The hotly debated investor protection rule that would require financial advisors to work in your best interest when handling your retirement money has been pushed back.
The "fiduciary rule" as it's also known, was to take effect on April 10. It's now delayed until June 9, according to the Department of Labor.
Labor's move to slow down implementation comes after President Donald Trump issued a presidential memorandum in February, directing the department to review it and prepare an updated economic and legal analysis.
Legal experts said the Labor Department's announcement still keeps intact the core of the regulation. Among those are requirements that advisors charge no more than reasonable compensation, avoid misleading statements and act in your best interest when recommending investments.
"The DOL is effectively regulating IRAs," said Marcia Wagner, managing director at The Wagner Law Group in Boston. "This is the DOL saying that this isn't up for debate."
Indeed, some $7 trillion in IRA assets are at the center of the debate, as they are moneymakers for financial services firms and would fall under the rule's domain.
Consumer advocates said while it's encouraging that certain provisions of the rule will remain, the delay isn't helpful for investors.
"We still need the full protection of the rule to become applicable — a meaningful and legally enforceable best interest standard," said Micah Hauptman, financial services counsel at the Consumer Federation of America.
"Enforceability wouldn't have kicked in until January 2018 for IRA investors, but that's what the rule calls for," he said. "It's critical that the entire rule become applicable as soon as possible — on time, as it was finalized."
Other portions of the regulation concerning specific written disclosures advisors and financial services firms must make to clients won't take effect until Jan. 1, 2018, according to the DOL's post on the Federal Register.
Organizations representing the financial services industry cheered the rule's delay — and some pushed for even more time.

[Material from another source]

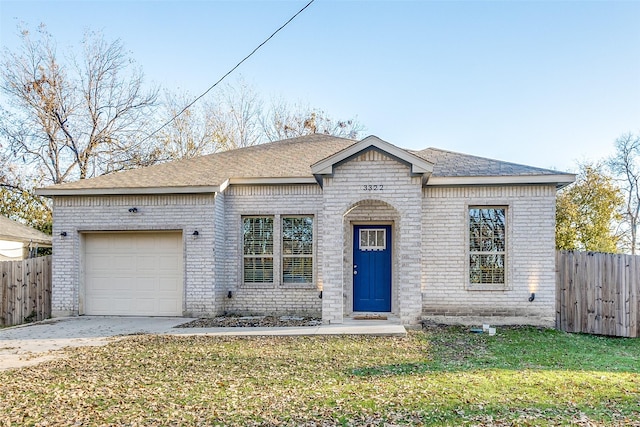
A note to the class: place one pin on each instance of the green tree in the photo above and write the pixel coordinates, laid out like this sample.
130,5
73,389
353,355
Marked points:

"ICI welcomes the Department of Labor's delay of the original implementation date of the agency's fiduciary rule until June 9," said Paul Schott Stevens, president of the Investment Company Institute, which represents the mutual fund industry, in a written statement. "But additional time is critically needed."
"Until June 9, you're on your own," Wagner said. "If I haven't heard from my financial advisor, I might reach out and ask, 'What's going on? What standard of care are you under?'"
Start by digging up the details of your financial advisor's background: Look him or her up on BrokerCheck, a site maintained by the Financial Industry Regulatory Authority, and the advisor page of the Securities and Exchange Commission.